Tests that fail post-conversion (due to bubble incompatibility) get individual attention.

Result

Tests with virtual-time sleeps run in microseconds. Suite drops from 75 seconds to ~5 seconds. Individual investigations:

  • Tests that fail due to real network I/O get refactored to use mocks.
  • Tests that fail due to OS-level I/O get isolated.
  • A small number of tests resist conversion and stay slow — track them separately.

Long-term

  • Lint rule: time.Sleep in _test.go is forbidden except inside synctest.Test bubbles.
  • Dashboard: count of non-bubble sleeps, trending to zero.

How To Approach New Scenarios

When you find a sleep-based test in real code, follow this routine:

  1. Identify the event the sleep is waiting for. Be specific: "the goroutine has called Done", "the cache entry has expired", "the retry has completed 3 attempts".
  2. Pick the primitive. Refer to the middle.md playbook table.
  3. Refactor the test. Add the safety timeout but eliminate the synchronisation sleep.
  4. Measure. Run the test 1000 times under -race and varying GOMAXPROCS. Ensure zero failures.
  5. Measure wall time. Compare before/after. The improvement is usually 100-10000x.

When optimisation does not help

A few cases where removing the sleep does not speed things up:

  • Tests bound by real I/O (databases, network) — they spend most of their time outside the sleep.
  • Tests that use synctest cannot speed up the bubble's setup work (only the time-bound parts).
  • Tests that use assert.Eventually with a small step are already nearly optimal.

In those cases, the speedup is small but the determinism improvement is huge.
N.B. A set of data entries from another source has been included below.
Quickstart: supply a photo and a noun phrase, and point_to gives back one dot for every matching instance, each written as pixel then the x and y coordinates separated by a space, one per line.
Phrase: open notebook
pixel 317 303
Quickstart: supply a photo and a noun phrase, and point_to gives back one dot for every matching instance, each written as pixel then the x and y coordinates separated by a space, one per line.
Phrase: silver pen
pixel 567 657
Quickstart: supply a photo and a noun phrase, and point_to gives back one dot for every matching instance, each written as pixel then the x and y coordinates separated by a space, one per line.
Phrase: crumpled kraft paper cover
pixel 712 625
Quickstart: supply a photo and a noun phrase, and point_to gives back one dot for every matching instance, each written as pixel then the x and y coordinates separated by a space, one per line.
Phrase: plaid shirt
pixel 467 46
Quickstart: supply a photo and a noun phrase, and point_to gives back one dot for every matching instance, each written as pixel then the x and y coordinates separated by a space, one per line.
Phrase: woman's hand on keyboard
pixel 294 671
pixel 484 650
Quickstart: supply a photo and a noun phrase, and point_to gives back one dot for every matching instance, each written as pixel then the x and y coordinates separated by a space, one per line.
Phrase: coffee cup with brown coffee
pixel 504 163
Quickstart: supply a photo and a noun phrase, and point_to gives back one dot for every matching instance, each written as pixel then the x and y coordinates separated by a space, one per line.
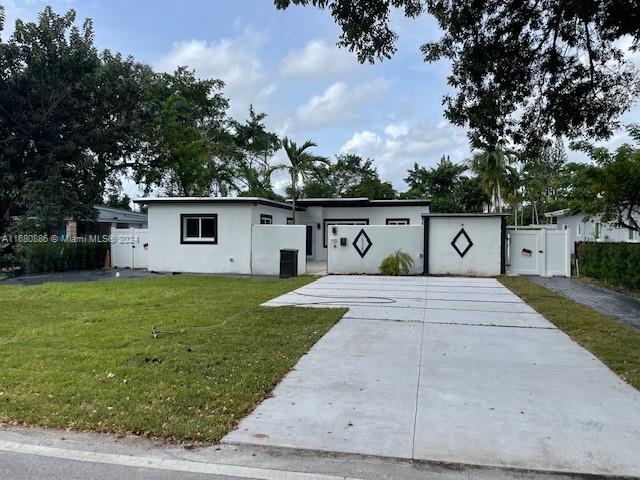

When optimisation reveals real bugs

Removing sleeps often surfaces hidden bugs:

  • Production code that was relying on the sleep to "wake up" some other goroutine. The wake never happens deterministically; you discover a missing notification.
  • Memory races that were masked because the sleep usually let the producer finish first. Now the race fires under -race.
  • Goroutine leaks that were waiting "just long enough" for the sleep to extend the test, but leaked beyond. Now goleak catches them.

These are good. The optimisation has paid for itself many times over by exposing real defects.


Summary

Optimisations against sleep-for-sync follow a pattern:

  • Replace the sleep with a deterministic primitive.
  • Add a safety timeout if the new primitive could hang.
  • Run under -race -count=N to verify zero flakiness.
  • Measure wall-time savings.

The wall-time wins are often 100-10000x. The flakiness wins are always to zero. The exposed bugs are bonus material.

Whichever scenarios you tackle, the underlying recipe is always:

Wait for the event you actually care about, not for a duration that approximates when the event might happen.

Once that recipe is internalised, every sleep-based test in your career writes itself into a faster, deterministic version.